A recent mini-chef course provided 2- to 12-year-olds in Salvador, Bahia, Brazil, with several weeks of training in cooking. The initiative, launched in September 2022, resulted from a partnership between a child development project of the Adventist Development and Relief Agency (ADRA) and the UniTFC nutrition program.
The goal of the initiative was to awaken the pleasure of cooking in children, organizers said, exploring a wholesome use of food according to the Brazilian Food Guide. Using basic, simple techniques, using the creativity of children to practice and taste numerous recipes that they made, the course provided fun and uncomplicated learning in the kitchen through classes offered by students of the Nutrition course, organizers explained.
According to Ane Caroline Casaes, nutritionist and professor at the UniFTC network, this dream initiative became a great learning experience. “The goal of the mini-chef cooking course is to foster growth in children.
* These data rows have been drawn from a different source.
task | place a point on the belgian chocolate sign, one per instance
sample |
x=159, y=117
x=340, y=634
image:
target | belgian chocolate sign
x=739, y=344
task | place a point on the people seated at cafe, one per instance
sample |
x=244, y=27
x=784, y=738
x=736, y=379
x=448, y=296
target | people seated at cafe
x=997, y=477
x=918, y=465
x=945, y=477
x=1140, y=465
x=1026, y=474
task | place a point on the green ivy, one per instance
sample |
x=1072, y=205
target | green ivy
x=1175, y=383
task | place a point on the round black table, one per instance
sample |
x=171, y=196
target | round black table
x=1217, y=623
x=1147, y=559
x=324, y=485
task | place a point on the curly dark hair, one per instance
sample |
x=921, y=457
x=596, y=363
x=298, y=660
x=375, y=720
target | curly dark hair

Growth results from children having contact with food and having food as a friend. Handling food is a very good way to start,” she said. Casaes explained that facilitators showed various aspects of food to the children, something that includes not only ingesting nutrients and getting healthy, but also considering food’s social importance.
According to project coordinator Luciene Rodrigues, it was a wonderful initiative to implement, and something that showed the synergy of collaboration. “This dream came true thanks to UniFTC assistance. ADRA couldn’t have done it alone. It’s a chain of good works,” she said.
Opportunity and Growth
Similarly, several mothers of the students said they were grateful for the opportunity ADRA and UniFTC offered their children. For them, projects like this one help develop children in important areas. “I really liked the development I witnessed in my two children,” Sara Santos, a mother of two students, said. “Now they can do things by themselves and learn about cooking and helping others. It was great to have this chance here in our neighborhood.”
In a special ceremony on November 1, 58 young chefs who completed the program were awarded a certificate. The partnership between ADRA and UniFTC was launched in early 2022, and it is expected to continue with other mini-chef initiatives, organizers said.
For nutrition student Danielly Lira, experiences such as this illustrate that what’s simple for an adult can be complicated for a child. At the same, it allows children to be immersed in practicing a new skill while leaving fear of the kitchen aside.
“This project is a two-way street, because we learn how to help a child,” she said. “For instance, making a pudding or a burger is so simple for us, but for the child, it’s surreal. When parents thank us, we really feel that we are contributing with some of our knowledge. I feel like we’re changing each child’s life a little bit.”